|Vintage Pulp||Sep 12 2009|
Cover of the French tele-novel Jungle Film, with Johnny Weissmuller as Tarzan demonstrating to an acquaintance how his new anti-perspirant keeps him dry and odor-free even in the fierce jungle heat.
|Hollywoodland||Jun 23 2009|
When we came across this promo shot of a very brown Gordon Scott we had to post it because we remembered him fondly from an especially amusing episode of Mystery Science Theater 3000. Here you see Scott as Tarzan, which was a role he took after Lex Barker moved on to greener pastures. Scott was the twelfth actor to inhabit film’s most famous loincloth, by which time it probably needed a good scrubbing. After six of the jungle adventures, he went on—still impressively bronzed, though wearing slightly more costuming—to headline numerous Italian sword & sandal epics. He also starred in the groovy spy movie Danger!! Death Ray, aka Il raggio infernale, which is the film MST3K skewered. Got ninety spare minutes? Check it out here. Scott was a true b-movie heavyweight.

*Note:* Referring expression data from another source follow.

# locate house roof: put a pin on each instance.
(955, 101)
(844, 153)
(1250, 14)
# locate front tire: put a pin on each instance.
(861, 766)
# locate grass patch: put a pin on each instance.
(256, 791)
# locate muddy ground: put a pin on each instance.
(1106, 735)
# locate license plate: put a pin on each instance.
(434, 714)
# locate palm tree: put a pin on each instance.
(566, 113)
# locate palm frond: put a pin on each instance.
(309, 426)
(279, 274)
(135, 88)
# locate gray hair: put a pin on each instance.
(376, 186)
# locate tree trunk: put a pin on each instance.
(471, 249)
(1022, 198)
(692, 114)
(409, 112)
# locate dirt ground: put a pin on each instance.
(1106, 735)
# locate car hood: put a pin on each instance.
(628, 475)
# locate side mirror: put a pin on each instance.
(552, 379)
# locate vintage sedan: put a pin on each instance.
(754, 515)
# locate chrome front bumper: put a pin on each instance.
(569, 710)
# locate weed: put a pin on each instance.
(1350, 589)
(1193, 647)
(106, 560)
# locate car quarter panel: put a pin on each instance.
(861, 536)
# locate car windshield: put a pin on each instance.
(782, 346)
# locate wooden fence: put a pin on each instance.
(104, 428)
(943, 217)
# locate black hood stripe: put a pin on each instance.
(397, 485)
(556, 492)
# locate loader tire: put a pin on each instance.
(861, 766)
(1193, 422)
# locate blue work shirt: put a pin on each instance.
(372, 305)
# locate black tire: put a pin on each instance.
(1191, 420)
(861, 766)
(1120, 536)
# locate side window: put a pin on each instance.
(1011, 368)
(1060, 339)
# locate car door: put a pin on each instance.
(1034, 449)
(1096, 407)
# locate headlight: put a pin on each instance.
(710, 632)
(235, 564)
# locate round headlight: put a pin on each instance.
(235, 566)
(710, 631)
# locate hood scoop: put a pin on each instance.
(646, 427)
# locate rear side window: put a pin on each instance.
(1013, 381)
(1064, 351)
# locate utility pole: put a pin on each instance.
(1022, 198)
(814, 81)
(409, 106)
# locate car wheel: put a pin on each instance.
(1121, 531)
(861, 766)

|Vintage Pulp||Mar 25 2009|
This is one of the most beautiful posters we’ve ever seen. Based on the fiction of Edgar Rice Burroughs, Tarzan the Ape Man was the first offering in a film and television franchise that has been sixty-plus years running. It has taken forms as diverse as Bo Derek’s teasingly awful 1981 softcore remake, Jock Mahoney’s 1962 potboiler Tarzan Goes to India, and Casper Van Diem’s 1998 career-killer Tarzan and the Lost City. None of these would have been possible without the original Tarzan, and that film worked for one reason—Romanian-born hunk Johnny Weissmuller. He was not an actor trying to fit the role of a superman, but a superman trying to fit the role of an actor. He was a six foot three inch Olympic swimmer who won 67 world and 52 national titles, and whose physicality radiated from the movie screen. Men wanted to be him, and women wanted to ride his vine. Tarzan the Ape Man premiered in the U.S. today in 1934.